# Agricultural exemption illinois



## Harley Craig (Sep 18, 2012)

don't know much about it but check with your county extention office they will be able to answer any and all of your questions.


----------



## sqkcrk (Dec 10, 2005)

If asking here you don't qualify.

Check w/ your Tax Assessor.


----------



## waynesgarden (Jan 3, 2009)

Welcome to Beesource. 

Check online with your state's Taxation department if you are looking for exemptions from sales tax. Try your county for information re: property tax exemptions. 

Most states that I'm familiar with requires one to be actually farming, and not just be a hobbyist.

Wayne


----------



## woodedareas (Sep 10, 2010)

In Illinois there are 2 issues to deal with. Frequently people confuse a zoning with a tax exemption. In essence there are no exemptions but there are specific local laws that govern zoning and agricultural uses of property in context go land valuation and tax rates.The first is zoning.
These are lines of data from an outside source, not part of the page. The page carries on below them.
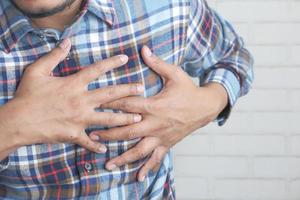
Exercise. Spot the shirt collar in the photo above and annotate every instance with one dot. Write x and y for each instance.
(14, 25)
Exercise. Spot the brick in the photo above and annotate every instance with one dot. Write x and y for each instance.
(282, 167)
(294, 190)
(277, 78)
(249, 145)
(191, 188)
(266, 100)
(196, 166)
(294, 145)
(250, 189)
(272, 55)
(194, 145)
(265, 11)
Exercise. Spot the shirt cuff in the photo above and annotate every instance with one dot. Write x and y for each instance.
(4, 164)
(232, 85)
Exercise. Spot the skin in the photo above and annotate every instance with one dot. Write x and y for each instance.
(61, 112)
(179, 109)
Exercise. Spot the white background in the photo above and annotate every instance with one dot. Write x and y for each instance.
(256, 155)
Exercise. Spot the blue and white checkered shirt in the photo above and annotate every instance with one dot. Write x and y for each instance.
(186, 33)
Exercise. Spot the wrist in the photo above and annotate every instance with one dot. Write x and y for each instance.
(218, 97)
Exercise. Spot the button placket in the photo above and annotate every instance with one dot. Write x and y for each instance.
(88, 166)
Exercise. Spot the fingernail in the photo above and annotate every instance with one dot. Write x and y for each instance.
(111, 167)
(124, 58)
(148, 52)
(102, 149)
(137, 118)
(65, 44)
(140, 88)
(95, 137)
(142, 179)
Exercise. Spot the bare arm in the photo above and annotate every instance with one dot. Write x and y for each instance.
(49, 109)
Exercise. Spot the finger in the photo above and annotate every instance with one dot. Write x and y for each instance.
(113, 119)
(85, 142)
(159, 66)
(140, 151)
(112, 93)
(48, 62)
(95, 70)
(131, 132)
(130, 104)
(154, 162)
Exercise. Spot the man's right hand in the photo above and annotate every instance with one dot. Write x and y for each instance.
(48, 109)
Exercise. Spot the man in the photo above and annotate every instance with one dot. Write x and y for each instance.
(59, 138)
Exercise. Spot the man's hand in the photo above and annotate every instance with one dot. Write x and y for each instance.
(48, 109)
(179, 109)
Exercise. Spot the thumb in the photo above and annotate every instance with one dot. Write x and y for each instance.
(48, 62)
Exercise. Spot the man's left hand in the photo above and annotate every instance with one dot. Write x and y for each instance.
(178, 110)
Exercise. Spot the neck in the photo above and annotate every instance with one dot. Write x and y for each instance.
(59, 20)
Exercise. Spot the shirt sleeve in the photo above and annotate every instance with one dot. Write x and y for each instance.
(4, 164)
(215, 53)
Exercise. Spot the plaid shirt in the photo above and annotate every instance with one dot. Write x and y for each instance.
(186, 33)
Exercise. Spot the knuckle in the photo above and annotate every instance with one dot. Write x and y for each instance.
(156, 159)
(133, 88)
(110, 118)
(149, 106)
(124, 105)
(111, 92)
(140, 153)
(74, 137)
(129, 119)
(130, 134)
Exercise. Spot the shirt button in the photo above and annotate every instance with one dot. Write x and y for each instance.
(88, 166)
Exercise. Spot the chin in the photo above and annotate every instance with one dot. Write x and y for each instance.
(34, 6)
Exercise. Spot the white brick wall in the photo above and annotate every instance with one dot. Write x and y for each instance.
(256, 155)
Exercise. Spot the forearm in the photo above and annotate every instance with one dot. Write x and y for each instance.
(10, 137)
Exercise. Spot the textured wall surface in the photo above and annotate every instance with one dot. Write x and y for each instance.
(256, 155)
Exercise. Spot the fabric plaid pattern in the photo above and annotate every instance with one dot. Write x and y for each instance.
(186, 33)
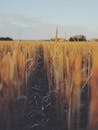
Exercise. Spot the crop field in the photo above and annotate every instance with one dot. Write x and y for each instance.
(48, 85)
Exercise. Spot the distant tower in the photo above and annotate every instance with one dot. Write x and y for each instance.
(56, 35)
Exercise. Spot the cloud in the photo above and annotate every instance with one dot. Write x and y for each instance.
(25, 27)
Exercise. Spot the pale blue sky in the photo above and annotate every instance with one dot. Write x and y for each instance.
(37, 19)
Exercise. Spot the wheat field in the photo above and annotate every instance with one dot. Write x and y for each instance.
(69, 70)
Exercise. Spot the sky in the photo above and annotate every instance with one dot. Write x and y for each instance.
(38, 19)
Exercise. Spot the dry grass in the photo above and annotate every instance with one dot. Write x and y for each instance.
(63, 62)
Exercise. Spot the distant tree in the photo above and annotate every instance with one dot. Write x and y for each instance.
(6, 39)
(78, 38)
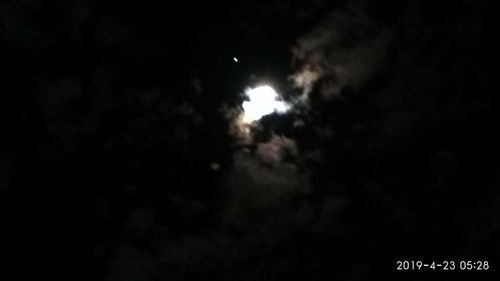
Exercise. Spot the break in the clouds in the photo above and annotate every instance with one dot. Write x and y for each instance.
(345, 50)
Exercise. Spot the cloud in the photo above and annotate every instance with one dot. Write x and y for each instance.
(345, 50)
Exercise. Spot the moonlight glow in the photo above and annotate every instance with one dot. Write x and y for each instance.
(263, 101)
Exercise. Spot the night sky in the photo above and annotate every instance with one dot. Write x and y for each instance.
(125, 155)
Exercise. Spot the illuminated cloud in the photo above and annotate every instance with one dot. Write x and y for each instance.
(345, 50)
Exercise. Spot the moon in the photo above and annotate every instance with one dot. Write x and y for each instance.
(263, 100)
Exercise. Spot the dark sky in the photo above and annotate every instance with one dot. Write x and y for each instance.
(121, 159)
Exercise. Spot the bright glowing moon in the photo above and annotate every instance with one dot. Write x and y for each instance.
(263, 101)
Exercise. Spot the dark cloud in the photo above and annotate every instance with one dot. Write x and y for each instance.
(344, 50)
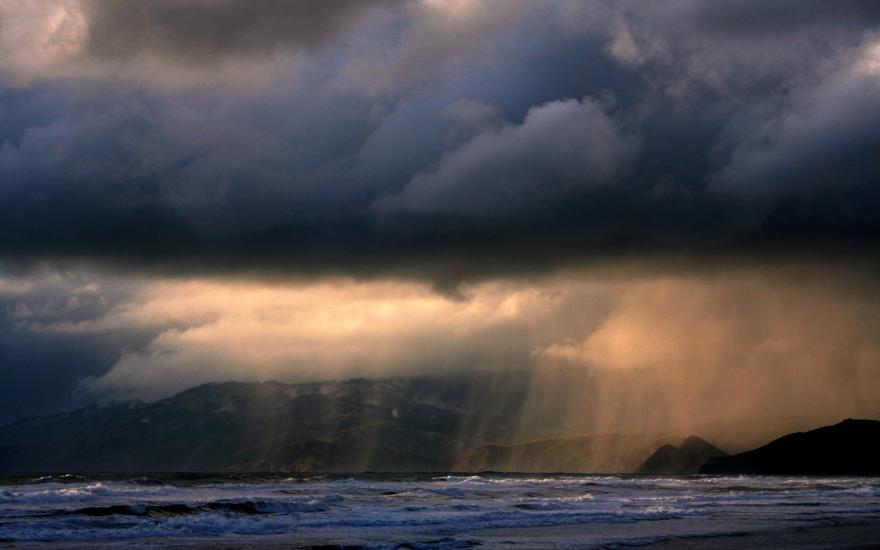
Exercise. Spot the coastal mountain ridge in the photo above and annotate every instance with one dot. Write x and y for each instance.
(468, 422)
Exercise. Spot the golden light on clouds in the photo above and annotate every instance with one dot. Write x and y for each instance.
(654, 351)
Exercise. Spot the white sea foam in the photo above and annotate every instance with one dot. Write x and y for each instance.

If you have 5 acres or more you probably are permitted any agricultural use including apiaries. Such use may preempt the local zoning. The second issue pertains to an agricultural use of your property. This can vary in accordance with your local tax accessor. If your property is used for agriculture inclusive of apiaries,you may qualify for a reduced valuation of your property. I do not believe that a beekeeper with 2-3 hives would be considered in this context. Call your assessor for the best advice.


----------